На последнюю реплику мне, в общем-то, было нечего ответить: мне это и впрямь свойственно.

«Я воображаю, что она как минимум вылетит с работы .

– Ну, почему же? Она нам попросту не нравится, ее кем-нибудь заменят. А ее отрядят заниматься другими туристами».

Я обернулся к гимнастке, сидевшей через два ряда от нас, и громко произнес: «Знаешь что? Я думаю, у нас есть право предъявить претензии и к другим переводчикам, если у них что-нибудь перестанет получаться или они будут уклоняться от своих обязанностей». Та отвернулась. Ирина, сидевшая впереди, рядом с шофером, окинула меня грозным взглядом. Я почувствовал, что побледнел, сердце заколотилось, так я был потрясен собственной дерзостью или, скорее, тем, что сладил со своим обычным малодушием. Но как она теперь далека от меня, во всех смыслах, моя обычная жизнь. Я всего-то выпрашивал у мироздания подарить мне встречу с единственным желанным мне существом. Такую мелочь. Конечно, мелочь, учитывая, что на планете постоянно совершается круговорот: свадьбы, семейная жизнь, разводы... обычное дело. Я вовсе не требовал ничего сверх программы или каких-либо в ней перестановок, – всего лишь антракта.
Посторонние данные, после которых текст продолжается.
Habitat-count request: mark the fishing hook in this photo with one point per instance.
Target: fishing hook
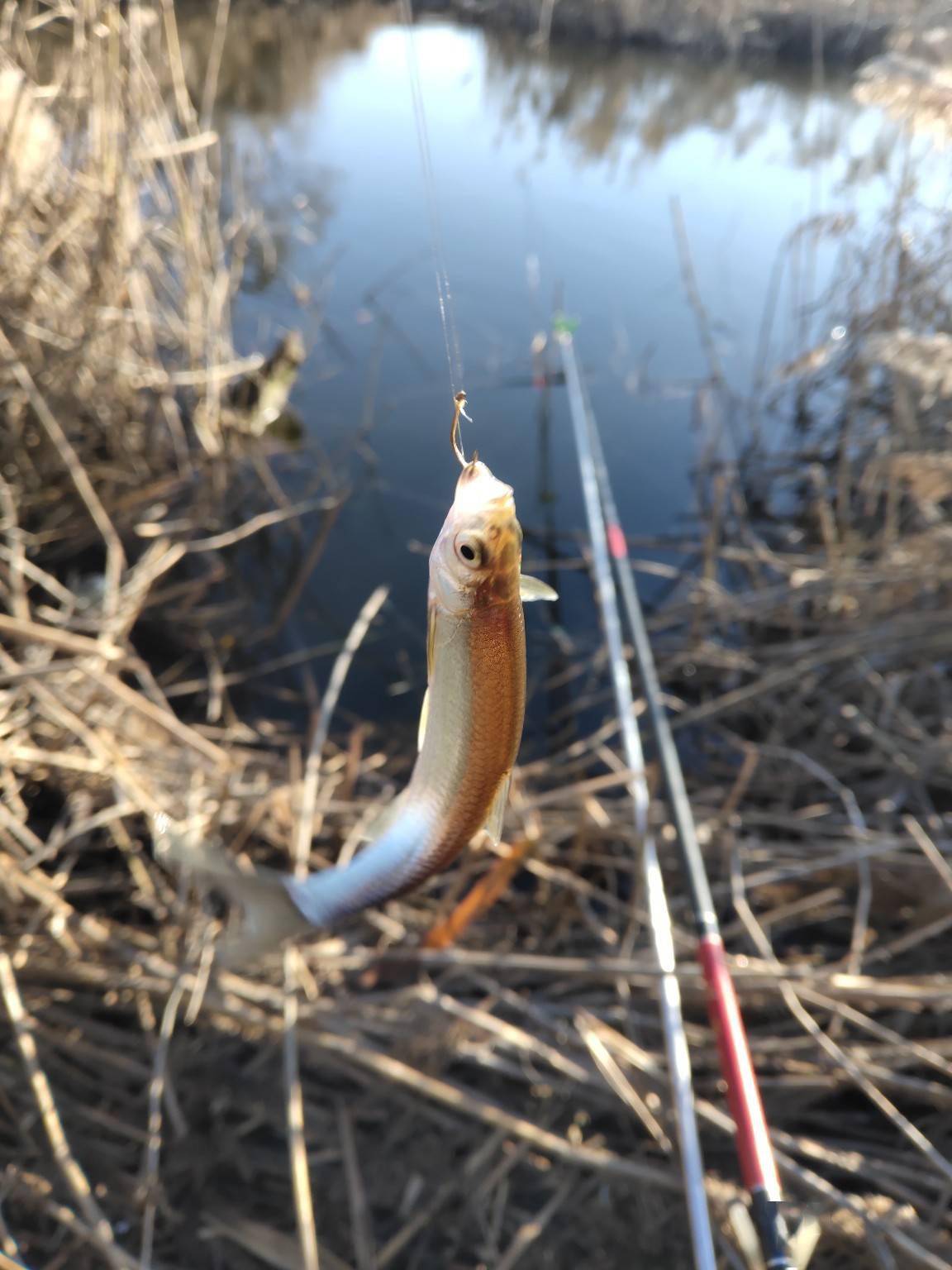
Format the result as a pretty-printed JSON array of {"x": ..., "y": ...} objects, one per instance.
[{"x": 455, "y": 438}]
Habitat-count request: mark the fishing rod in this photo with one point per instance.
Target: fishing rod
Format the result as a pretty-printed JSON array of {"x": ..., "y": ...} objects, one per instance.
[
  {"x": 672, "y": 1020},
  {"x": 755, "y": 1158}
]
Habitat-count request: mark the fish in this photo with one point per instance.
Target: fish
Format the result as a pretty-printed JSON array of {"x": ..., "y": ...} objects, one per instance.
[{"x": 470, "y": 732}]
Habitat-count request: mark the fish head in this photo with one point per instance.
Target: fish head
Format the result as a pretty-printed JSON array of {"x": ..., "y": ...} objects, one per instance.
[{"x": 478, "y": 556}]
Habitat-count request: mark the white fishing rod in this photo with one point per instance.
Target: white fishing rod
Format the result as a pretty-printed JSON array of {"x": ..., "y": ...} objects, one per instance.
[
  {"x": 755, "y": 1158},
  {"x": 672, "y": 1020}
]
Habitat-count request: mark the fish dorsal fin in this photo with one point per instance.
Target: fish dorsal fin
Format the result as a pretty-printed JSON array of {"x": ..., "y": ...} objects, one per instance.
[
  {"x": 497, "y": 813},
  {"x": 424, "y": 715},
  {"x": 532, "y": 588}
]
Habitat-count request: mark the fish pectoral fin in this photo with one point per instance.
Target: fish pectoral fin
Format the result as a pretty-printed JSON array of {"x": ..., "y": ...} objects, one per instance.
[
  {"x": 532, "y": 588},
  {"x": 424, "y": 715},
  {"x": 497, "y": 813}
]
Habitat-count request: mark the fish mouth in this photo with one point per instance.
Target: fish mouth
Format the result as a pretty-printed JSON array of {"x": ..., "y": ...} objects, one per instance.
[{"x": 478, "y": 490}]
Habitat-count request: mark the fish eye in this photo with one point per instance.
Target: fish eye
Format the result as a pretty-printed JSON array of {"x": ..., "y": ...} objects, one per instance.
[{"x": 470, "y": 550}]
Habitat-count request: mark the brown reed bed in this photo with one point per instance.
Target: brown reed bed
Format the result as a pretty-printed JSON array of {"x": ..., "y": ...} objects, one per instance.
[{"x": 381, "y": 1100}]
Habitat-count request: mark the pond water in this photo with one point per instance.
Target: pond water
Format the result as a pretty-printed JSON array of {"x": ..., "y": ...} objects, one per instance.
[{"x": 556, "y": 174}]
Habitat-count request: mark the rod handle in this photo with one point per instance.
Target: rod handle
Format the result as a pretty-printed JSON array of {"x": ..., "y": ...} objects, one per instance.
[{"x": 758, "y": 1167}]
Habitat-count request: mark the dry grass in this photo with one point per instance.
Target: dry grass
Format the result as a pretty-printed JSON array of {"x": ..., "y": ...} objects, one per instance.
[{"x": 450, "y": 1105}]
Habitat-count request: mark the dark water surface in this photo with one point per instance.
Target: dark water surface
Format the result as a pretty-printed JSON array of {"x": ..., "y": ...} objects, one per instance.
[{"x": 555, "y": 174}]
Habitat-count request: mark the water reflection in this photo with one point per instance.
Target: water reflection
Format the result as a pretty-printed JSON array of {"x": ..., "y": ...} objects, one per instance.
[
  {"x": 274, "y": 56},
  {"x": 554, "y": 169}
]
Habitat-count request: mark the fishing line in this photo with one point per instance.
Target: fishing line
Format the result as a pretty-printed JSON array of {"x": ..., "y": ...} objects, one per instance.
[{"x": 445, "y": 298}]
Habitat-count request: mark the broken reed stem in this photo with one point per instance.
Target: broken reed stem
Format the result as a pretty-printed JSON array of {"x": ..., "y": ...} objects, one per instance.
[
  {"x": 73, "y": 1172},
  {"x": 298, "y": 1144}
]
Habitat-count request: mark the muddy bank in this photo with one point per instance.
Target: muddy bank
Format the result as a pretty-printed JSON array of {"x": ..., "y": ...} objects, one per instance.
[{"x": 838, "y": 31}]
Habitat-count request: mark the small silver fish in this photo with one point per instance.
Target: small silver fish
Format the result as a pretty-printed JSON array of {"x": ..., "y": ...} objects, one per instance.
[{"x": 470, "y": 732}]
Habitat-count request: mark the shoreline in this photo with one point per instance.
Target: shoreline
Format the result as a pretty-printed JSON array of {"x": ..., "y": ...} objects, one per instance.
[{"x": 769, "y": 31}]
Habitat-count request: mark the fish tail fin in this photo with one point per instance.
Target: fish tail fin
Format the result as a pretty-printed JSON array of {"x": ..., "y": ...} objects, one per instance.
[
  {"x": 269, "y": 917},
  {"x": 263, "y": 914}
]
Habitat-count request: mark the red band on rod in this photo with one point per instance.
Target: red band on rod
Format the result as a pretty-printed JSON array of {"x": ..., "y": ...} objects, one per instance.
[
  {"x": 617, "y": 544},
  {"x": 754, "y": 1151}
]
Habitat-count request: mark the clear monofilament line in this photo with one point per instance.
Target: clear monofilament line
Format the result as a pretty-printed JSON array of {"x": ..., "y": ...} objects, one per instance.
[{"x": 445, "y": 298}]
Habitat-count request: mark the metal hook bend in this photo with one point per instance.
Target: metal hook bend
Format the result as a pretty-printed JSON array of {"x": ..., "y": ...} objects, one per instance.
[{"x": 455, "y": 438}]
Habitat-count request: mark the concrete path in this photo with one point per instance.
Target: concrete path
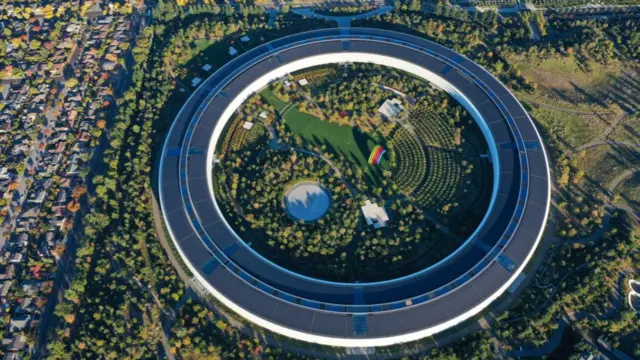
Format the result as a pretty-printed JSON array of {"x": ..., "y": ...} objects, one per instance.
[{"x": 343, "y": 21}]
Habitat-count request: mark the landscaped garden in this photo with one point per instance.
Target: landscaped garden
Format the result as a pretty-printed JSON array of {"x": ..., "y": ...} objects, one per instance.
[{"x": 299, "y": 160}]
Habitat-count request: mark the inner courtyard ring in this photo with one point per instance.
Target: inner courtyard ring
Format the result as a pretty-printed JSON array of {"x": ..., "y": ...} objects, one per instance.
[
  {"x": 354, "y": 57},
  {"x": 353, "y": 314}
]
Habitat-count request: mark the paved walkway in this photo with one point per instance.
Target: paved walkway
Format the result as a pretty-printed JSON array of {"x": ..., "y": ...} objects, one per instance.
[{"x": 343, "y": 21}]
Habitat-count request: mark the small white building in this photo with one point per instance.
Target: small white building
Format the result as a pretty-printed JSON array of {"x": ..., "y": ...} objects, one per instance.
[
  {"x": 374, "y": 214},
  {"x": 391, "y": 108}
]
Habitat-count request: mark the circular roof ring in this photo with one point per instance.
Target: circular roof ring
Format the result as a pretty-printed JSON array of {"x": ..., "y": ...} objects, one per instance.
[{"x": 356, "y": 314}]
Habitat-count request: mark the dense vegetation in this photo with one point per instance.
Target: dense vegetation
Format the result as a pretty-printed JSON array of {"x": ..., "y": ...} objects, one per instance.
[
  {"x": 106, "y": 314},
  {"x": 324, "y": 131}
]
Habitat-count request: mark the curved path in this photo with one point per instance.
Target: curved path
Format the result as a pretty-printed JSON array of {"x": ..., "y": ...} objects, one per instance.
[{"x": 356, "y": 314}]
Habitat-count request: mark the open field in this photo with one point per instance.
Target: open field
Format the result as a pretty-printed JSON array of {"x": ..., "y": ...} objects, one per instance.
[
  {"x": 574, "y": 129},
  {"x": 603, "y": 163},
  {"x": 270, "y": 98},
  {"x": 629, "y": 191}
]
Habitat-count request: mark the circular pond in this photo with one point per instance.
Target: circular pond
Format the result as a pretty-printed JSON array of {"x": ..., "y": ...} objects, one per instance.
[{"x": 307, "y": 201}]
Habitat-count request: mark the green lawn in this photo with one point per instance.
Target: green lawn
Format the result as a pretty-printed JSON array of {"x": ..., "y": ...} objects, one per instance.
[
  {"x": 342, "y": 139},
  {"x": 272, "y": 99},
  {"x": 337, "y": 139}
]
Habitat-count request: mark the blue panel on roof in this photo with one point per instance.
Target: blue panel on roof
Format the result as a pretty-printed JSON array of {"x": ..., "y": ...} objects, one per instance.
[
  {"x": 210, "y": 266},
  {"x": 360, "y": 327}
]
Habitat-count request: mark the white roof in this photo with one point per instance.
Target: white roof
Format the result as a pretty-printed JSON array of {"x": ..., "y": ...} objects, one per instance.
[{"x": 374, "y": 214}]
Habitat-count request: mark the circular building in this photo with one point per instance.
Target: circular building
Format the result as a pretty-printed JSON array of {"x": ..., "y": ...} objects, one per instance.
[{"x": 356, "y": 314}]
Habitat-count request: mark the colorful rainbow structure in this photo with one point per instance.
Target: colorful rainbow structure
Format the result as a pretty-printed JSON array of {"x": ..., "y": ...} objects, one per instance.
[{"x": 376, "y": 155}]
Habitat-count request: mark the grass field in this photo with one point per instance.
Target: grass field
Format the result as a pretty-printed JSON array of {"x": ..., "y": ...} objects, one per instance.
[
  {"x": 604, "y": 163},
  {"x": 338, "y": 139},
  {"x": 572, "y": 128},
  {"x": 629, "y": 191},
  {"x": 629, "y": 130},
  {"x": 344, "y": 140},
  {"x": 270, "y": 97}
]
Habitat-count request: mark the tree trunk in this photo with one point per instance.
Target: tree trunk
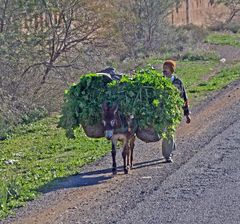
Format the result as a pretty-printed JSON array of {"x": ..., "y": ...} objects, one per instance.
[{"x": 187, "y": 12}]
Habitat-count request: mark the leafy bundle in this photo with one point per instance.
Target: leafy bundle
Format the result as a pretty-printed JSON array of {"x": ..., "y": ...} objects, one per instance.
[{"x": 147, "y": 95}]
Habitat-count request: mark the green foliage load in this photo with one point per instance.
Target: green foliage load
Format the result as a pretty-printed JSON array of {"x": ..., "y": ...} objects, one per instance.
[{"x": 147, "y": 95}]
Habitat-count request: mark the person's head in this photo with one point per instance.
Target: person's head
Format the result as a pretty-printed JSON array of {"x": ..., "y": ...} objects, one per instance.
[{"x": 169, "y": 67}]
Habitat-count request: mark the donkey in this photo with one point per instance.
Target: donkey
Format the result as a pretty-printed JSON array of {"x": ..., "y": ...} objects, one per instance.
[{"x": 119, "y": 128}]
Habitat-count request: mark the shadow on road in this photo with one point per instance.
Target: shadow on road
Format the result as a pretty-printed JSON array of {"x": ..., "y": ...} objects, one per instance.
[{"x": 91, "y": 178}]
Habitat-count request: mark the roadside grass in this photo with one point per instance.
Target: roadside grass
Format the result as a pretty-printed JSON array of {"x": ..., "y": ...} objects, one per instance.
[
  {"x": 224, "y": 39},
  {"x": 39, "y": 152}
]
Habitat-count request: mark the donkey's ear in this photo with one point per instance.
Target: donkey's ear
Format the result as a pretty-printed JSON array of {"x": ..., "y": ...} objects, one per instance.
[{"x": 115, "y": 108}]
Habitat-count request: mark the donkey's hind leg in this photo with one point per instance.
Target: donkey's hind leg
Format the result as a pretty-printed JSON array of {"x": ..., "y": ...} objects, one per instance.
[
  {"x": 132, "y": 144},
  {"x": 125, "y": 155},
  {"x": 114, "y": 164}
]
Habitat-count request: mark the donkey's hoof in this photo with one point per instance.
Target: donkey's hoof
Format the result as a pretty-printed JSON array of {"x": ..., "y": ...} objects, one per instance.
[{"x": 114, "y": 171}]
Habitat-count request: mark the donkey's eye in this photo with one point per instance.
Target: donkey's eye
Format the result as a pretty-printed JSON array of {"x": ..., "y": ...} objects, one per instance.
[{"x": 112, "y": 123}]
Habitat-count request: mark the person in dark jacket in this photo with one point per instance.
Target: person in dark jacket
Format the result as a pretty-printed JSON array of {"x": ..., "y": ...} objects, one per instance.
[{"x": 169, "y": 145}]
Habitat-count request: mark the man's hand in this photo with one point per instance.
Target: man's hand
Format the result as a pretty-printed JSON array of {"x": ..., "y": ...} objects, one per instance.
[{"x": 188, "y": 119}]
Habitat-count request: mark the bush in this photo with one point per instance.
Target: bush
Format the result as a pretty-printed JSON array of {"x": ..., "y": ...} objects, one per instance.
[
  {"x": 200, "y": 56},
  {"x": 233, "y": 27}
]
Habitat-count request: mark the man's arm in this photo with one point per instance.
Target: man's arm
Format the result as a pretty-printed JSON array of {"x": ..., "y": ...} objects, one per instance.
[{"x": 179, "y": 84}]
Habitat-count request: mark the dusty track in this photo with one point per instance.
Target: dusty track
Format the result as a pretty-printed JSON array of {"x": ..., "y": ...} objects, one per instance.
[{"x": 155, "y": 192}]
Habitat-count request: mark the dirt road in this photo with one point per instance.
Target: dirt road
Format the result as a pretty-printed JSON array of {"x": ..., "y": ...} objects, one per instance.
[{"x": 201, "y": 186}]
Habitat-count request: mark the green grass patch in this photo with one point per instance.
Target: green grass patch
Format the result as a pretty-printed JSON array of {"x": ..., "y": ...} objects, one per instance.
[
  {"x": 226, "y": 76},
  {"x": 224, "y": 39},
  {"x": 37, "y": 154}
]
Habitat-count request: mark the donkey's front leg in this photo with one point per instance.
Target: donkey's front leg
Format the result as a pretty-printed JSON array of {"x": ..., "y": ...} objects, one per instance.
[
  {"x": 125, "y": 155},
  {"x": 114, "y": 165}
]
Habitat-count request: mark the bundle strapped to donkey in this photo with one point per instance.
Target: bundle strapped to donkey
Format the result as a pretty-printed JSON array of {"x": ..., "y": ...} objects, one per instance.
[{"x": 145, "y": 99}]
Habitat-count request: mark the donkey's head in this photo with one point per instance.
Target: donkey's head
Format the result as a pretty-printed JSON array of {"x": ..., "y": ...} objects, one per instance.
[{"x": 109, "y": 119}]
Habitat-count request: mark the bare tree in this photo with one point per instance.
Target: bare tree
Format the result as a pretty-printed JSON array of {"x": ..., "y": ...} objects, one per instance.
[{"x": 142, "y": 22}]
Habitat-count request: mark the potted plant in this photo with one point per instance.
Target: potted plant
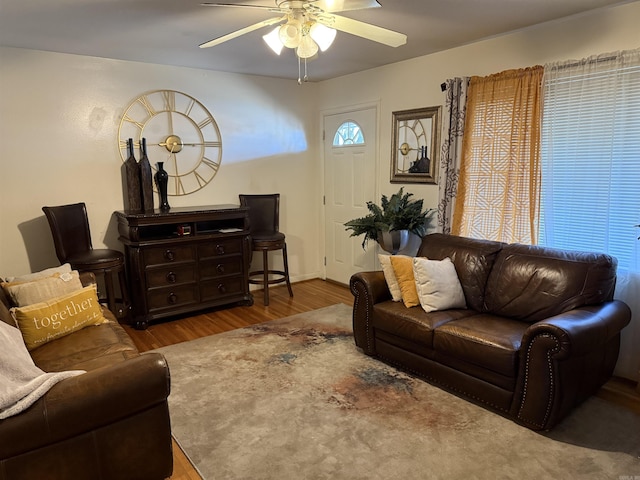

Скажем так: претендовал на одну-единственную ночь из миллиардов ночей.

Я пробежался взглядом вдоль автобуса – от переднего кресла, где сидела Ирина, до последнего ряда, откуда Володя обалдело на меня уставился, ожидая продолжения, кажется, не поверив своим ушам. Я встал коленями на сиденье и, поправив соскользнувший красный коврик, продолжил уже из спортивного интереса: «Можно сменить любого, достаточно пожаловаться. К примеру, когда тебе осточертеет Юра, ты можешь его заменить кем-нибудь другим».